Update of Python and python3-docs to 3.9.9. Fixed python3-typed_ast for this Python version.
Updates may require up to 24 hours to propagate to mirrors. If the following command doesn't work, please retry later:
sudo dnf upgrade --refresh --advisory=FEDORA-2021-e152ce5f31
Please login to add feedback.
This update has been submitted for testing by thrnciar.
This update's test gating status has been changed to 'failed'.
This update's test gating status has been changed to 'waiting'.
This update's test gating status has been changed to 'failed'.
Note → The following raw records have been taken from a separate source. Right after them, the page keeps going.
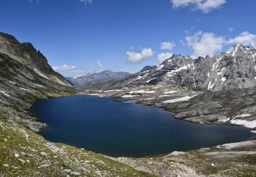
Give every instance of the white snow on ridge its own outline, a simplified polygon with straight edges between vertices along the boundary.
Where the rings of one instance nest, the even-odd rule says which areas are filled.
[[[40,85],[40,84],[35,84],[35,86],[38,86],[38,87],[44,87],[44,86]]]
[[[120,90],[120,89],[117,89],[117,90],[109,90],[109,91],[104,91],[104,93],[108,93],[108,92],[115,92],[115,91],[122,91],[122,90]]]
[[[242,118],[242,117],[248,117],[248,116],[251,116],[251,115],[253,115],[253,114],[242,114],[240,115],[237,115],[235,117],[233,117],[233,118]]]
[[[221,57],[219,59],[217,59],[217,61],[212,65],[212,71],[214,70],[215,68],[216,68],[220,63],[220,61],[222,59],[223,57]],[[217,64],[217,65],[216,65]]]
[[[169,91],[169,92],[164,92],[163,94],[171,94],[171,93],[176,93],[177,91]]]
[[[230,120],[230,118],[227,118],[227,119],[219,119],[218,121],[223,122],[223,123],[227,123]]]
[[[122,98],[131,98],[131,97],[137,97],[137,96],[138,96],[138,95],[124,95],[122,96],[121,97],[122,97]]]
[[[158,66],[158,67],[157,67],[157,69],[156,69],[156,70],[160,70],[160,69],[161,69],[162,68],[163,68],[164,67],[164,65],[160,65],[160,66]]]
[[[181,98],[177,98],[177,99],[167,100],[167,101],[162,101],[162,103],[175,103],[175,102],[188,101],[188,100],[190,99],[191,98],[195,97],[196,96],[197,96],[197,95],[190,96],[190,96],[186,96],[186,97],[181,97]]]
[[[248,121],[246,120],[241,120],[241,119],[233,119],[230,120],[231,124],[242,125],[247,128],[253,129],[256,127],[256,120]]]
[[[208,90],[212,90],[212,88],[214,87],[214,83],[211,80],[209,82],[208,87],[207,89]]]
[[[0,91],[0,93],[3,93],[3,95],[5,95],[5,96],[6,96],[6,97],[10,97],[10,95],[9,95],[8,94],[5,93],[5,91]]]
[[[185,65],[185,66],[177,68],[175,70],[173,70],[171,71],[169,71],[169,72],[167,73],[166,76],[167,77],[171,77],[171,76],[173,76],[173,74],[174,74],[174,73],[177,73],[177,72],[180,72],[180,71],[181,71],[182,70],[187,69],[188,68],[193,67],[194,67],[193,64],[188,64],[188,65]]]
[[[16,84],[16,83],[14,82],[12,82],[12,81],[10,81],[10,80],[9,80],[9,82],[12,83],[12,84]]]
[[[28,89],[26,89],[26,88],[22,88],[22,87],[20,87],[20,88],[21,90],[25,91],[31,92],[31,91],[29,91],[29,90],[28,90]]]
[[[39,76],[44,78],[46,78],[46,79],[49,79],[49,78],[48,78],[46,76],[45,76],[44,74],[41,73],[40,71],[38,70],[38,69],[36,68],[34,68],[33,69],[34,71],[38,74]]]
[[[155,93],[155,91],[146,91],[145,90],[141,91],[130,91],[130,93]]]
churchyard edited this update.
The automated test failures here are failing on FreeIPA shutdown. It appears to be a real failure - it's reproducible, and tests of other updates are not hitting it. The shutdown does eventually work, but it's taking way longer than it should.
The holdup seems to be to do with httpd. In a sample test, the test runs
systemctl stop ipa.service
at 03:10:04, and it doesn't finally finish stopping until 03:11:39 (so it takes 95 seconds to stop). The big jump in the logs is here:From that it looks like it tries to stop httpd with SIGTERM around 11:10:06 and waits 90 seconds for that to work, but it doesn't, so it stops it with SIGKILL at 11:11:36.
/var/log/httpd/error_log
ends with this line:which I think matches the SIGTERM at 11:10:06 in the journal - 11:10:06 is UTC (I used
journalctl --utc
), 06:10:06 is system local time (the system is in US Eastern time). But it looks like it didn't actually shut down gracefully, though I can't find any messages indicating why.I checked the timestamps on a test of a different update, also for F34; in that test,
systemctl stop ipa.service
returns after 8 seconds.@churchyard for info.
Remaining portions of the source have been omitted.